Peter Bradshaw of The Guardian awarded the film 3 stars out of 5 while stating: "This Paddington threequel is a perfectly decent bet for the holidays, and never anything other than entertaining, but the gag density has thinned out and removing Paddington from Blighty, though making perfect narrative and dramatic sense, and in tune with the franchise's admirable opposition to parochialism and xenophobia, is a slightly shark-jumping move, like a special episode of a TV sitcom that takes the cast to the Costa del Sol."

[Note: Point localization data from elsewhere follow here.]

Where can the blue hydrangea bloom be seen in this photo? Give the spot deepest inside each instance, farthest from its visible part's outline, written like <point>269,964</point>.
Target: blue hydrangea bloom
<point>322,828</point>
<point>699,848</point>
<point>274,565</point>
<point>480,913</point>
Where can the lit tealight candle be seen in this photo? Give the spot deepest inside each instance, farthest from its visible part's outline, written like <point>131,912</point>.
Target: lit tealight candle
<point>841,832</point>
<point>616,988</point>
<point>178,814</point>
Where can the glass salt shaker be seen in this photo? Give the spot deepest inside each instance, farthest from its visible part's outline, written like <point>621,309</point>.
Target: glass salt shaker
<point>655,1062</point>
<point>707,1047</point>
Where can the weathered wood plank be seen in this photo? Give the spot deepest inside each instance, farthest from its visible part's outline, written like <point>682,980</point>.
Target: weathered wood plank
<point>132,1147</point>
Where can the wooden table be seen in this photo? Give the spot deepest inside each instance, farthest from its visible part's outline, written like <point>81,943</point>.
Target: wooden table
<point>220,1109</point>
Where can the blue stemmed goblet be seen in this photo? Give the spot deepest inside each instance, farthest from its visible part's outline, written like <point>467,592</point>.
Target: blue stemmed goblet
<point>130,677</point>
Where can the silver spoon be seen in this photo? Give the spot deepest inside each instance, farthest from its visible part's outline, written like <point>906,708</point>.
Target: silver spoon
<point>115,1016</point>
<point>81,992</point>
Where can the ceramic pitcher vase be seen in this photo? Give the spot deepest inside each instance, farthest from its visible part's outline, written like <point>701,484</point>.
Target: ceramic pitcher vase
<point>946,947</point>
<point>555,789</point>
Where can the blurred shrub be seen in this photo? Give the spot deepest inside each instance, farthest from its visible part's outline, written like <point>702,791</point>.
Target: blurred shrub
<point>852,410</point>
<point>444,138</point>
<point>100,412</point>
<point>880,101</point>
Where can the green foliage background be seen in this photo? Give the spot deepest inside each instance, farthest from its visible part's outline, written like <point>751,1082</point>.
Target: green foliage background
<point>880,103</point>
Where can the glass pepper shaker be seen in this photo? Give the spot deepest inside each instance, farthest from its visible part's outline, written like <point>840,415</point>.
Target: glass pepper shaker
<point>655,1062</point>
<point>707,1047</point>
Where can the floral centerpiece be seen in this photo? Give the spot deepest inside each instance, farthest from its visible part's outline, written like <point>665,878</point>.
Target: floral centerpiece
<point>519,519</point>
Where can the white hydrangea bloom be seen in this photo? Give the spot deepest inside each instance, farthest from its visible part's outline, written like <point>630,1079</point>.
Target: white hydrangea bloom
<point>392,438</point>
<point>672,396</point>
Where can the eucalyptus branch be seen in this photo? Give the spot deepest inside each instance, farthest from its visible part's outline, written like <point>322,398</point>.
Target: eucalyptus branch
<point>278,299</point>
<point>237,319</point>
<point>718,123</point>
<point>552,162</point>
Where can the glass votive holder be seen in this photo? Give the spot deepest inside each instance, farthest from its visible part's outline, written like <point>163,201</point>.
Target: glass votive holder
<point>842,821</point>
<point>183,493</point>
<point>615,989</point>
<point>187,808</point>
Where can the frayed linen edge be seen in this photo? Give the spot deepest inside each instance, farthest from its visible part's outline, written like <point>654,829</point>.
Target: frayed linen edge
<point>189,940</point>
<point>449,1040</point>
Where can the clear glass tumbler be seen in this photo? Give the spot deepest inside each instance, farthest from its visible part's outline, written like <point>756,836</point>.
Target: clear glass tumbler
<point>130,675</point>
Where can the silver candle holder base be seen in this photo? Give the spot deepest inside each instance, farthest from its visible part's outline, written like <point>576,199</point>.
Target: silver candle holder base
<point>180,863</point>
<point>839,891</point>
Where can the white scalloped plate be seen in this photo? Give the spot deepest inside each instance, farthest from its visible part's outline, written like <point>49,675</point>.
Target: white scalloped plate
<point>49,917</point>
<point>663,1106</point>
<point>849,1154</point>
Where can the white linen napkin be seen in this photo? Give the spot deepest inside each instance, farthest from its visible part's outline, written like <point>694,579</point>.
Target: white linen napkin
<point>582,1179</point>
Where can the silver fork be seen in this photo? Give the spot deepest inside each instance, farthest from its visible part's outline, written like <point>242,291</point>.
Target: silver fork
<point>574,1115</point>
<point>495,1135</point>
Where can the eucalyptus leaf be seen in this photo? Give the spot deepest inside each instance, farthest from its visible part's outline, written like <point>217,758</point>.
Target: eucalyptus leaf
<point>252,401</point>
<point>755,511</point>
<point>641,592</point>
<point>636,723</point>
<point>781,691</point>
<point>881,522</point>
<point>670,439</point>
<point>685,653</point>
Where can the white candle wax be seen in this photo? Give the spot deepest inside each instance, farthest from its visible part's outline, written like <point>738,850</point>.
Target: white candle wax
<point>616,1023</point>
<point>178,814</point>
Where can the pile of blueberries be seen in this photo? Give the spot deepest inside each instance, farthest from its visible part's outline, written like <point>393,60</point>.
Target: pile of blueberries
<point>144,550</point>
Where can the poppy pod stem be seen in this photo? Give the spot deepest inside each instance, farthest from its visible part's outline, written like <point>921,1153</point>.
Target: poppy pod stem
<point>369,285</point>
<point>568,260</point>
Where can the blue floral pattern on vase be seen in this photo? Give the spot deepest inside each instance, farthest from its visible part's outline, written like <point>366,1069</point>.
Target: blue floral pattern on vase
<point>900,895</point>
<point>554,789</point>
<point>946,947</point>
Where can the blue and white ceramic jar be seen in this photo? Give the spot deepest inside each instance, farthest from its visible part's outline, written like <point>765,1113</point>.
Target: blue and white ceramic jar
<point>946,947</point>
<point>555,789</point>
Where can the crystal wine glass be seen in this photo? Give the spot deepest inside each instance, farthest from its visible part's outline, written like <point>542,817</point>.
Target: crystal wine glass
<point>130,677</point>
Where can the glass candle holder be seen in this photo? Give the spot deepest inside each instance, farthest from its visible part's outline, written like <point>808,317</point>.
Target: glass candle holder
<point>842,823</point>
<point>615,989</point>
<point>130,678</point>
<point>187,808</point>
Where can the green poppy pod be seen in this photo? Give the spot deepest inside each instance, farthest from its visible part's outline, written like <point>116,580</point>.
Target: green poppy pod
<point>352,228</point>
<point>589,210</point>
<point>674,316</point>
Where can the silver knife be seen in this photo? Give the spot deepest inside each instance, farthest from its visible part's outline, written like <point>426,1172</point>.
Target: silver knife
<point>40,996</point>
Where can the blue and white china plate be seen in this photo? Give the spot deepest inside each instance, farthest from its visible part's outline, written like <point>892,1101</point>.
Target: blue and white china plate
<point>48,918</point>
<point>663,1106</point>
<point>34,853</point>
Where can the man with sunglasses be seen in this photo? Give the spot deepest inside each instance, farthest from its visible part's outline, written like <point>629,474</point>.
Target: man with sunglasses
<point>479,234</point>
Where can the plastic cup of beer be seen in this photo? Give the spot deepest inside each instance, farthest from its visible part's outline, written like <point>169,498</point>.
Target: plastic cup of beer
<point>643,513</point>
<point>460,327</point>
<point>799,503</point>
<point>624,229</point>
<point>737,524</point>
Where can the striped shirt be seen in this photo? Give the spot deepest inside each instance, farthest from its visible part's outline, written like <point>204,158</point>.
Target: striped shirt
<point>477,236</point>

Stewart Heritage in The Guardian considered the film, compared to earlier Paddington films, "a bit of a damp squib ... [but] leagues better than any of the recent live-action Disney remakes". He commented that there was a moment where the film "touched greatness", a mid-credit sequence where a huge number of bears introduce themselves to Phoenix Buchanan (Hugh Grant). According to the film's director, Grant wrote much of that scene himself. Heritage commented that Grant (a former writer of radio advertisements) has written several scenes in films he appeared in, very successfully.

===Accolades===
At the 2025 Nominee Imagen Awards, Antonio Banderas was nominated for Best Actor.
At the 2025 Irish Film and Television Awards, Úna Ní Dhonghaíle was nominated for Best Editing.
At the 2025 Kids' Choice Awards USA, it was nominated for Favorite Movie.
At the 2025 Golden Trailer Awards, it was nominated for Best Animation/Family TV Spot.
At the 2025 International Film Music Critics Award, Dario Marianelli was nominated for Best Original Score for a Comedy Film.
At the 2025 Heartland Film, the director Dougal Wilson won the Truly Moving Picture Award.
At the 2025 BFE Cut Above Awards, Úna Ní Dhonghaíle was nominated for Best Edited British Drama.
At the 2024 Digital Spy Reader Awards, it won Best British Movie, it came in 4th place for Best Movie overall, and the "A surprise return" moment came in 4th place for Most Mind-Blowing Movie Moment.
At the 2026 Movieguide Awards (which are still pending), it has been nominated for the Faith and Freedom Award and Best Movie for Children.

== Future ==
During the Brand Licensing Europe 2024 convention in London, Canal+ announced it was working on a fourth Paddington film, estimated to be released in 2027 or 2028. In May 2026, it was announced that Armando Iannucci and Simon Blackwell would write the script, with Wilson in talks to return as director.